JANET Yellen's nomination to lead the United States Federal Reserve (Fed) may signal a reprieve for Asian economies including China and South Korea from any immediate reduction of stimulus that could roil markets and capital flows.
South Korea said it expects Yellen will "consider well" the effects on other nations of reducing US bond-buying, while Koichi Hamada, an adviser to Japanese Prime Minister Shinzo Abe, predicted the new chairman won't rush to exit monetary easing.
A deputy Indonesia central-bank governor said Yellen's appointment would be positive for local and global financial markets.
Asia is grappling with US Fed policy shifts and the Group of 20 economies plans to identify market turmoil from central banks' stimulus withdrawal as a key risk to the global financial system.
Emerging-market stocks plunged in May when chairman Ben Bernanke signalled that record easing may be pared, then rebounded when the US Fed maintained stimulus last month.
"If the Federal Reserve pulls out the rug underneath Asian markets, it could clearly lead to some nasty repercussions," said Frederic Neumann, HSBC Holdings Plc's co-head of Asian economics in Hong Kong.
"But Yellen is seen as somebody who might withdraw stimulus only gradually and that buys Asian policy makers time to build up the defenses for the day when US interest rates do begin to rise."
US President Barack Obama will announce the nomination at 3pm in Washington on October 9, a White House official said in an e-mailed statement. If confirmed by the Senate, Yellen, 67, would succeed Bernanke, 59, whose second four-year term ends in January.

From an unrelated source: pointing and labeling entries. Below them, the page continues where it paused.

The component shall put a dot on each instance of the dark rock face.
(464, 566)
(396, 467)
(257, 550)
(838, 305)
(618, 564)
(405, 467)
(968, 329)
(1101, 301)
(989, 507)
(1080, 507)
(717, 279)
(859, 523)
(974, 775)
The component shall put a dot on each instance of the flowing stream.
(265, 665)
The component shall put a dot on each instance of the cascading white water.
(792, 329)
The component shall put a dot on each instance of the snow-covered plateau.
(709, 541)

"She has rich experience and an impressive resume as a policy maker," Choi Hee Nam, director general of the South Korea finance ministry's international finance bureau, said yesterday.

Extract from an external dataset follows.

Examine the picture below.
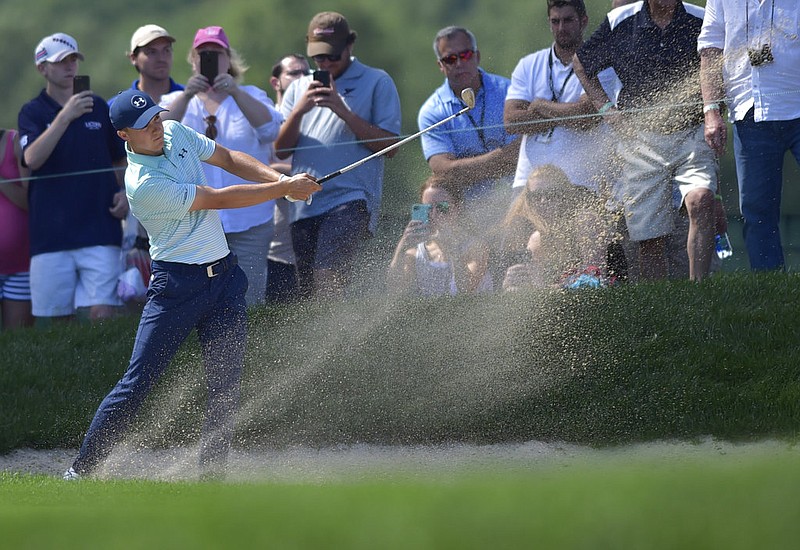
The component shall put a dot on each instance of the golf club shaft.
(391, 147)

"I expect her to consider well the ripple effects on other countries" from policy decisions such as altering the US Fed's bond-buying programme, Choi said.
Bank Indonesia deputy governor Perry Warjiyo said in a mobile-phone message yesterday that tapering of US stimulus may not come into effect immediately with Yellen's appointment. Philippine Finance Secretary Cesar Purisima said in a phone message that Yellen's nomination signals stability, policy continuity and a "steady course for the Fed."
"I assume Yellen's nomination means QE for longer and the exit of QE is likely to be gentle," said Dong Tao, head of Asia economics excluding Japan at Credit Suisse Group AG in Hong Kong.
"That would be good news for China," which is having difficulty maintaining growth momentum just as the "tides of global money printing" might begin to turn, Tao said.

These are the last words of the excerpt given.